Another winning performance from Melissa McCarthy
Oscar-nominated actress Melissa McCarthy reunites with Bridesmaids writer-director Paul Feig for an action-packed mission, which would leave James Bond decidedly shaken and stirred by its unorthodox approach to 21st-century espionage.
Punctuated by thrilling chases and a frenetic knife fight in a restaurant kitchen, Spy is a terrifically entertaining caper, jam-packed with belly laughs and foul-mouthed outbursts.
The hijinks are underpinned by another winning performance from McCarthy as a deskbound analyst at the CIA, who is championed for her moist homemade cakes rather than her sharp intellect.
Brains arm-wrestles brawn in Feig's politically incorrect and uproarious script, including an amusing cameo from rapper 50 Cent as himself and a juicy supporting role for Miranda Hart.
While the leading lady proves her doubters wrong in the name of world peace, Jason Statham lampoons his tough guy screen image as a CIA operative, who was clearly at the shallow end of the gene pool when they were doling out intelligence.
One wordy scene - perhaps the most dialogue Statham has ever delivered in a single take - is a particular highlight.
Suave secret agent Bradley Fine (Jude Law) completes some of the Agency's most dangerous missions thanks to the quick-thinking and hi-tech gadgetry of analyst Susan Cooper (McCarthy).
He takes all of the acclaim while Susan remains firmly in the background haunted by her controlling mother's mangled mantra: 'well behaved women do make history.'
When Bradley and the other agents, including British bruiser Rick Ford (Statham), are compromised, Susan puts herself forward for active duty to infiltrate the inner circle of arms dealer Rayna Boyanov (Rose Byrne).
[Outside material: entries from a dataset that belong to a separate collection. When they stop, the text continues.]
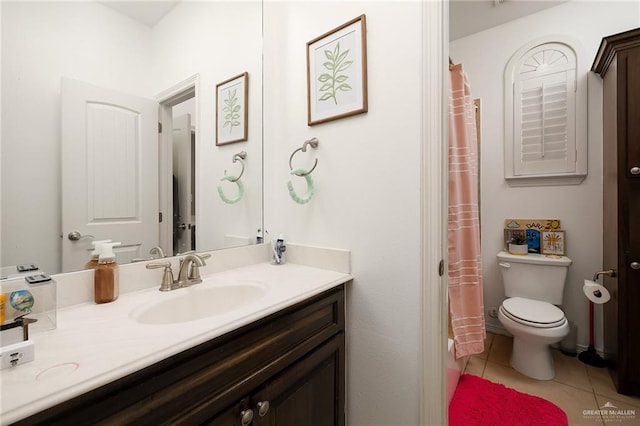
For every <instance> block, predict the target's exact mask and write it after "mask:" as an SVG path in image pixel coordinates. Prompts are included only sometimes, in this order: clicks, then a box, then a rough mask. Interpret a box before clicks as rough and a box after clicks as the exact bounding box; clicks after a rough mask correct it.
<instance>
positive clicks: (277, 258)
mask: <svg viewBox="0 0 640 426" xmlns="http://www.w3.org/2000/svg"><path fill="white" fill-rule="evenodd" d="M272 247H273V258H272V262H271V263H273V264H274V265H284V263H285V261H286V259H285V255H284V253H285V251H287V246H286V245H285V243H284V237H283V236H282V234H280V236H279V237H278V239H277V240H276V241H275V242H273V243H272Z"/></svg>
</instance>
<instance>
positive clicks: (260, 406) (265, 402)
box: [258, 401, 269, 417]
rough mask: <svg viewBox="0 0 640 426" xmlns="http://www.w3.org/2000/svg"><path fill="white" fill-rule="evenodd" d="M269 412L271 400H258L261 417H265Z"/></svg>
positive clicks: (259, 410) (259, 409)
mask: <svg viewBox="0 0 640 426" xmlns="http://www.w3.org/2000/svg"><path fill="white" fill-rule="evenodd" d="M268 412H269V401H260V402H258V414H259V415H260V417H264V416H266V415H267V413H268Z"/></svg>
CIA deputy director Elaine Crocker (Allison Janney) places her trust in Susan to complete the perilous mission without any field experience. 'Track and report only,' instructs Elaine.
Guided by her dithering colleague Nancy Artingstall (Hart), Susan adopts a series of dowdy disguises to get close to Rayna without arousing suspicion.
'I look like someone's homophobic aunt,' remarks Susan about one of her fake personas.
As Rayna prepares to sell a stolen device to Sergio De Luca (Bobby Cannavale), Susan throws caution to the wind to avert global disaster.
Opening with an extended action sequence and Saul Bass-inspired opening titles replete with a Bond-esque thunderous ballad, Spy is a rip-roaring treat.
McCarthy throws herself into her role with gusto, mixing steeliness with lovability as she battles armed henchmen, speeds after a target on a scooter and tries to stop a bad guy from escaping in his helicopter.
Hart essentially plays herself, but she's a snug fit amidst a strong Anglo-American cast, who deliver Feig's zinging one-liners with tongues wedged firmly in cheek.
The spirit of 007 pervades every glossy frame, but with old-school chauvinism turned on its head to affirm a message of girl power and independence.